We can choose $B_k$ to be exact Hessian $\nabla^2 f_k$ in quadratic model. The subprolem is guaranteed to have a solution $p_k$ even though the $\nabla^2 f_k$ is not positive definite because of the restriction $| p|_2 \le \Delta_k$.
We are also able to choose $B_k$ by means of a quasi-Newton approximation. This is trust-region quasi-Newton method.

Scaling

A uncontrained optimization is poorly scaled if changes to x in a certain direction prodct much larger variations in the value of $f$ than do changes to x in another direction.

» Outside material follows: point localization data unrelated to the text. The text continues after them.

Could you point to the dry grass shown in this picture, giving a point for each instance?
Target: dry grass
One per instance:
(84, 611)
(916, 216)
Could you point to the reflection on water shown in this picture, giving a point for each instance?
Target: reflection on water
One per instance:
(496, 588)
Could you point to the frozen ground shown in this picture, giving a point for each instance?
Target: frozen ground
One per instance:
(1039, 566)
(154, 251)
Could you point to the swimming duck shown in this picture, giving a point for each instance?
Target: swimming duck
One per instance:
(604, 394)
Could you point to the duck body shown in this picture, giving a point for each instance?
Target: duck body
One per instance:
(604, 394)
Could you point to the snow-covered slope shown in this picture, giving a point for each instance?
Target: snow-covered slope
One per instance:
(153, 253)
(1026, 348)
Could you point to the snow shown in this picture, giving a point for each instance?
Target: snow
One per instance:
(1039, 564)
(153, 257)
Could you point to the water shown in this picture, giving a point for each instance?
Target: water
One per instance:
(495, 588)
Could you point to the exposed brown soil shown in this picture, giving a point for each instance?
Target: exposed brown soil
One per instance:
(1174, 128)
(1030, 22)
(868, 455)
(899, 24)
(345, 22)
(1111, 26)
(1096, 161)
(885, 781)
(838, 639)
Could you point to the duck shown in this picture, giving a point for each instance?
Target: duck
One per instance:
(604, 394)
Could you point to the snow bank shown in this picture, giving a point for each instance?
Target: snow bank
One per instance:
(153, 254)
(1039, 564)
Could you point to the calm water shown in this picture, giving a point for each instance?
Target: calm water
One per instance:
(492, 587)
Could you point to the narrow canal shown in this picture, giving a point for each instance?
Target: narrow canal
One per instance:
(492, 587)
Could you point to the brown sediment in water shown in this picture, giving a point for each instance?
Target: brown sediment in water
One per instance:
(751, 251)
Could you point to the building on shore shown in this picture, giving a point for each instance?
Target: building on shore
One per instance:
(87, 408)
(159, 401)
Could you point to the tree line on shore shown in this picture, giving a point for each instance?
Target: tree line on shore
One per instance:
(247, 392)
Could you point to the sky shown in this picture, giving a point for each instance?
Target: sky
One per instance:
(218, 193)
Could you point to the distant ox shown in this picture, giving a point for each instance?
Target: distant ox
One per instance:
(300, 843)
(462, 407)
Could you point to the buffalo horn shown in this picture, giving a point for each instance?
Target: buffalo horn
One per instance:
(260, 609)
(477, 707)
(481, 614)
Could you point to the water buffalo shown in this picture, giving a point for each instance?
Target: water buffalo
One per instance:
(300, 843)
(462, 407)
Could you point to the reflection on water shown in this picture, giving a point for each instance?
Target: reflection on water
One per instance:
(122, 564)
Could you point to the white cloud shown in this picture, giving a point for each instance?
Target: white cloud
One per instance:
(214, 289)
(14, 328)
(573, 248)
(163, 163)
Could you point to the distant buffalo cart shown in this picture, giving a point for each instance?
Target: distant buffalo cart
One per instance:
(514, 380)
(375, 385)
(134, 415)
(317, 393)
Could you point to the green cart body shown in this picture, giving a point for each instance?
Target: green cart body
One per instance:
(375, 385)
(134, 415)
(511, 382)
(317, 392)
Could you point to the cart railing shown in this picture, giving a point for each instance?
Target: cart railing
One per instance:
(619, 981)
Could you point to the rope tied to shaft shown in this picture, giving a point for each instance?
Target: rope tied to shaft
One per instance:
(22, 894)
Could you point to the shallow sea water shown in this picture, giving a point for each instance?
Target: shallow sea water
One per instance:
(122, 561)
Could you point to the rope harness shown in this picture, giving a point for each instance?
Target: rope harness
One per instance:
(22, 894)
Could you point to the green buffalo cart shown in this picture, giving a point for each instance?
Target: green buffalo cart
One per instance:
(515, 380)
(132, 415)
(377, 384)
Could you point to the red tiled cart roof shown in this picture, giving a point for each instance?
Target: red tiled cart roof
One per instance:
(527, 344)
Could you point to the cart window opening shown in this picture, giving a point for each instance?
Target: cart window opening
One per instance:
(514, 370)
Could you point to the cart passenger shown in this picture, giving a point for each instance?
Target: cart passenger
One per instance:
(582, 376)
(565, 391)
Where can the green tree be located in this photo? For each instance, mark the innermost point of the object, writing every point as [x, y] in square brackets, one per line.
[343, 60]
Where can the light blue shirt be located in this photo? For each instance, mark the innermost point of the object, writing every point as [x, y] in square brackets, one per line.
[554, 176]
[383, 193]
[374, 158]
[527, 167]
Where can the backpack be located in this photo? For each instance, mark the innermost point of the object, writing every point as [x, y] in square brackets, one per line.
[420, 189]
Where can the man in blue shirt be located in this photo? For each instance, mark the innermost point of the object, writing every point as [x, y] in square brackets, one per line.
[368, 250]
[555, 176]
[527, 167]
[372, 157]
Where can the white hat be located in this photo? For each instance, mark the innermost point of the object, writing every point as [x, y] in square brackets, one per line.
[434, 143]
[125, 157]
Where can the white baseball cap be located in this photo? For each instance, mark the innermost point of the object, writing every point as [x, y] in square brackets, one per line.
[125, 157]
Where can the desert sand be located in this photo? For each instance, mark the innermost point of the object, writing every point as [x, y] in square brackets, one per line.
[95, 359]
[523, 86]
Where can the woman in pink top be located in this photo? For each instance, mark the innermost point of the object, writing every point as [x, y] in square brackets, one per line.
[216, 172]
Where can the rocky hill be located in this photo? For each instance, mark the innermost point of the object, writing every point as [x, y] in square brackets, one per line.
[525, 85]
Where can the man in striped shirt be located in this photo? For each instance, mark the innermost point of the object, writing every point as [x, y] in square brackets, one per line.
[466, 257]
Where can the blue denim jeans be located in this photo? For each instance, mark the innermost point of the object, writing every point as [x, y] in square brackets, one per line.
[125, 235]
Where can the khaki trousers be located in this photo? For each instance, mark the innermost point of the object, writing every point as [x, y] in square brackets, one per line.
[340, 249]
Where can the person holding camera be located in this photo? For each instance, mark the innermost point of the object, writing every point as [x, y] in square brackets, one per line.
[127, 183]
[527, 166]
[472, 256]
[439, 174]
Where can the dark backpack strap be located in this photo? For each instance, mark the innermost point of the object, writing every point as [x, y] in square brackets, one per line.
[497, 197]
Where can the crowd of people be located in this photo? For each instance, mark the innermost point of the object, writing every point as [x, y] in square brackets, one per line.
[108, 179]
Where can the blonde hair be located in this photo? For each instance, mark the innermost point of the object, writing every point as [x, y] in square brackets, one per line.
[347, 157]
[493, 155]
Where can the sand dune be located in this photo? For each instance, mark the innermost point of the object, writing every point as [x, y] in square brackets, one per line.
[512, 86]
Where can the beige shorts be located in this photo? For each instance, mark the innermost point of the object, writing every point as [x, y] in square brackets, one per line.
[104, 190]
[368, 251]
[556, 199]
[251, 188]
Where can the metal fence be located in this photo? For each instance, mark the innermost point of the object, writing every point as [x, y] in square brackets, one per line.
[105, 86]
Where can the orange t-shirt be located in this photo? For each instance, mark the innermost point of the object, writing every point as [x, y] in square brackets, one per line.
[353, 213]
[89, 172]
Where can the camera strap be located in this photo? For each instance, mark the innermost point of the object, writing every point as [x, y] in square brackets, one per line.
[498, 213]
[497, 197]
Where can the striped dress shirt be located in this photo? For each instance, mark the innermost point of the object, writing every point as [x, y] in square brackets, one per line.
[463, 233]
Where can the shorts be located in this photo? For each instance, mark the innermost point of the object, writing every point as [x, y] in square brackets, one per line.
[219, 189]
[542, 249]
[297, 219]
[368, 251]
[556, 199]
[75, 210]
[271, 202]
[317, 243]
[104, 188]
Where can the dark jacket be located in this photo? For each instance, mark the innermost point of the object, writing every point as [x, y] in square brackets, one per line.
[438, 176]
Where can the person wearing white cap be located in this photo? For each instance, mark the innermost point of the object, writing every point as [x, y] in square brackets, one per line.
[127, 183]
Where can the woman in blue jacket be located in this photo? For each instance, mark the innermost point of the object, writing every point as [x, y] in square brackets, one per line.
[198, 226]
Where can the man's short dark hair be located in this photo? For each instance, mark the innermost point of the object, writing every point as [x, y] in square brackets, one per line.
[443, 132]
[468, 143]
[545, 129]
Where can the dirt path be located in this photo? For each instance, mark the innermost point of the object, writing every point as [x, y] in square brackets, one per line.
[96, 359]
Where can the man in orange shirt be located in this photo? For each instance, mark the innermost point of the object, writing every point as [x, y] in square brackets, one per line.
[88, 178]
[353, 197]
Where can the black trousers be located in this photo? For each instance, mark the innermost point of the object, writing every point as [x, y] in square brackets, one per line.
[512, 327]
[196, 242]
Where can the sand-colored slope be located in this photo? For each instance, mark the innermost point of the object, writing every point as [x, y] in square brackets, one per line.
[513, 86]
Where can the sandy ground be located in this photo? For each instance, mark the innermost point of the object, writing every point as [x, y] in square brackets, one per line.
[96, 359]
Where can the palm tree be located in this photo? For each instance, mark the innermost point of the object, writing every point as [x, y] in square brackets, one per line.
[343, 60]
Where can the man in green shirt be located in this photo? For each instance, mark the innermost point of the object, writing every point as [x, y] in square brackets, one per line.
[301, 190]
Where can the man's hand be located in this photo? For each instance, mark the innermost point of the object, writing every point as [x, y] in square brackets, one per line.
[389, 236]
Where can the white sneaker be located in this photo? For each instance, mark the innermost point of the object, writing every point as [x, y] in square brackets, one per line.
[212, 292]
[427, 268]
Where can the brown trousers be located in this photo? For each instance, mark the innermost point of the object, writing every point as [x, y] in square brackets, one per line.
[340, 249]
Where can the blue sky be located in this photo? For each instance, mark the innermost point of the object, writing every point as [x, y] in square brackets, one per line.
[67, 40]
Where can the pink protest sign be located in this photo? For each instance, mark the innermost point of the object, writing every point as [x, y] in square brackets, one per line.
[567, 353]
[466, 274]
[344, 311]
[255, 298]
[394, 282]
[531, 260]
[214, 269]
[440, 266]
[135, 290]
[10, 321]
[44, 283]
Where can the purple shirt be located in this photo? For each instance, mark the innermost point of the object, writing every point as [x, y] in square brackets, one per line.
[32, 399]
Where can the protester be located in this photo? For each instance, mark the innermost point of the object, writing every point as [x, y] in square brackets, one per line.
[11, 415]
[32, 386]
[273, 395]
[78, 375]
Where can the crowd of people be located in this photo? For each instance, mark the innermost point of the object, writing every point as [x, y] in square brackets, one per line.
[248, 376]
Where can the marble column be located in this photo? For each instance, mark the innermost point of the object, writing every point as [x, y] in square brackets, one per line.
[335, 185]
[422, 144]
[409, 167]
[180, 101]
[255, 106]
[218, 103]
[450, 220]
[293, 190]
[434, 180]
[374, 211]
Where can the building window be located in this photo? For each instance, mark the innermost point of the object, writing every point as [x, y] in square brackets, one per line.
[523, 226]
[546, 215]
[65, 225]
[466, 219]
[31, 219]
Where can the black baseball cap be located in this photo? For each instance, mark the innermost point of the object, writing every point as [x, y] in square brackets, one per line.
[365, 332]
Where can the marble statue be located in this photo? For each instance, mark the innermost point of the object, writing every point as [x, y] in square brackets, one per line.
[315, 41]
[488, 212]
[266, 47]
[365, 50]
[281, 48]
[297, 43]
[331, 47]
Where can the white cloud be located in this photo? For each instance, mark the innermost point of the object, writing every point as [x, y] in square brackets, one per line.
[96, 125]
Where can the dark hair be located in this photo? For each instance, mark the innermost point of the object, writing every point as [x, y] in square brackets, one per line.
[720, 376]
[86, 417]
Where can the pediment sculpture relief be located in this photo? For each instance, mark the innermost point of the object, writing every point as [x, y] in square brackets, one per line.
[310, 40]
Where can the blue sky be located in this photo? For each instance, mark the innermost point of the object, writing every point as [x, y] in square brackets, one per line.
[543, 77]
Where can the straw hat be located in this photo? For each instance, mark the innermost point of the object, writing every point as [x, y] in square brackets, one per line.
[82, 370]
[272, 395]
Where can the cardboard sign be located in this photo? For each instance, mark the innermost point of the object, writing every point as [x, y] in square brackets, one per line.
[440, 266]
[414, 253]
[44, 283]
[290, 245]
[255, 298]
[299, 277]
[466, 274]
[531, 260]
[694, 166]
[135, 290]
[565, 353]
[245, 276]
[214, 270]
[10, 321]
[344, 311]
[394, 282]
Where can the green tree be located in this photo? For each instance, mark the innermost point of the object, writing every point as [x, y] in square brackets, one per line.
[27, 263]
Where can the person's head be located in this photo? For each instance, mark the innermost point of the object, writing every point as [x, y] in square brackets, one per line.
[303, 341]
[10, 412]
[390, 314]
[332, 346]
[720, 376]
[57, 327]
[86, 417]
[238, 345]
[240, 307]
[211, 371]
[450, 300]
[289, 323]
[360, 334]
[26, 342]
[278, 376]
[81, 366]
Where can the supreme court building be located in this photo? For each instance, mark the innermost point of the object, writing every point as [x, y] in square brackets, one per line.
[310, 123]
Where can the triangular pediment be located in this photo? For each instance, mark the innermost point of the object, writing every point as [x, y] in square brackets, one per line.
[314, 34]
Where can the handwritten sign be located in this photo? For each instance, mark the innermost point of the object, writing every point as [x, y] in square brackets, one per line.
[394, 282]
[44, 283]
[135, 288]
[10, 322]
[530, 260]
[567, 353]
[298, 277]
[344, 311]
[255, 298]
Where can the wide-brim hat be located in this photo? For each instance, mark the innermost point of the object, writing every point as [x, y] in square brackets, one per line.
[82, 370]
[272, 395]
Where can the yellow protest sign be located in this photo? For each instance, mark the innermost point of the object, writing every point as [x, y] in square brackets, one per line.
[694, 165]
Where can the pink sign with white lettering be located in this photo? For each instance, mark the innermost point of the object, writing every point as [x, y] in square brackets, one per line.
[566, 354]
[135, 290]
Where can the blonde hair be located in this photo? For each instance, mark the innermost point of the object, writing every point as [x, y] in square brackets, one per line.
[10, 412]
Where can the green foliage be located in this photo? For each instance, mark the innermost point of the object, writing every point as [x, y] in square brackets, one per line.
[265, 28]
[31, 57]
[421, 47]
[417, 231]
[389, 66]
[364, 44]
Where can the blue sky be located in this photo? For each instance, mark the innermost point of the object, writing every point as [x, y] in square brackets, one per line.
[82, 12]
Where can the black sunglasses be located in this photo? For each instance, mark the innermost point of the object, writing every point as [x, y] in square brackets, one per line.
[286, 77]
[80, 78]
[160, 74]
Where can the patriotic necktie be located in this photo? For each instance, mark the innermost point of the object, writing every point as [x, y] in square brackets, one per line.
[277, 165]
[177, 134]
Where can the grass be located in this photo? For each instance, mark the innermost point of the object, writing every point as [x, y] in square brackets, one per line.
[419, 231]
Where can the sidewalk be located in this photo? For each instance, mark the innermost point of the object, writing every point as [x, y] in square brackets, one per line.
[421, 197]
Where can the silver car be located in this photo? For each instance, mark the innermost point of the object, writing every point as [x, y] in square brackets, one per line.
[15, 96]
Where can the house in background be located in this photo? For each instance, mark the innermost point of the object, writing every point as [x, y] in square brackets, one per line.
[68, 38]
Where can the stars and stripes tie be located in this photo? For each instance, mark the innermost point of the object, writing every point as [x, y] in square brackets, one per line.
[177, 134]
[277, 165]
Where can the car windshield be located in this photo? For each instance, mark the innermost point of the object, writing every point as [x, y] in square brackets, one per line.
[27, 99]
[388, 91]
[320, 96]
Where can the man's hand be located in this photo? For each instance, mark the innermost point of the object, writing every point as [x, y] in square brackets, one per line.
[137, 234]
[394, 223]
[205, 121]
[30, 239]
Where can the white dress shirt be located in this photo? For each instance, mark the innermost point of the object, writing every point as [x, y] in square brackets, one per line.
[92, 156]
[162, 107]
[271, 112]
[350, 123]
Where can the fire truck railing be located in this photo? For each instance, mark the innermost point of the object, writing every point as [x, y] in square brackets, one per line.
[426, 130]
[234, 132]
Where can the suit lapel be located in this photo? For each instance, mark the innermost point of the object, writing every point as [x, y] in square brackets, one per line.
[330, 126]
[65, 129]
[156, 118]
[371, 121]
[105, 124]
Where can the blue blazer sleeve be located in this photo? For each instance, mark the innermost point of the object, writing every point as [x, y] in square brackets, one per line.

Steepest descent and som optimization algorithms are sensitive to poor scaling, while others such as Newton’s method are unaffected by it. In design complete algorithms, scale invariance is included in all aspects of algoritm. In general, it is easier to preserve scale invariance for line search algorithms than for trust-region algorithms.

Rates of convergence

Let $\{x_k\}$ be a sequence in $\mathbb{R}^n$ that converges to $x^{*}$. We say that the convergence is Q-linear if there is a constant $r \in (0,1)$ such that $$\frac{\| x_{k+1} - x* \|}{\| x_k - x* \|} \le r \text{, for all k sufficiently large}$$ The convergence is said to be Q-superlinear if $$\lim_{k \rightarrow \infty} \frac{\| x_{k+1} - x* \|}{\| x_k - x* \|} = 0 \text{, for all k sufficiently large}$$ Q-quadratic is optained if $$\frac{\| x_{k+1} - x* \|}{\| x_k - x* \|^2} \le M \text{, for all k sufficiently large}$$ In general, the Q-order of convergence is p (with p > 1) if there is a positive constant M such that $$\frac{\| x_{k+1} - x* \|}{\| x_k - x* \|^p} \le M \text{, for all k sufficiently large}$$

For example:

$1+(0.5)^k$ converges Q-linearly to 1
$1+k^{-k}$ converges superlinearly to 1
$1+ (0.5)^{2^k}$ converses quadratically to 1

The speed of convergence depends on $r$ and $M$. These values depend on both algorithms and properties of problem. However, a quadratically convergent sequence will always eventually converge faster than a linearly convergent sequence.

Quasi-Newton methods typically converge Q-superlinearly, whereas Newton’s method converges Q-quadratically. In contrast, steepest descent algorithms converge only at a Q-linear rate, and when the problem is ill-conditioned the convergence constant $r$ is close to 1.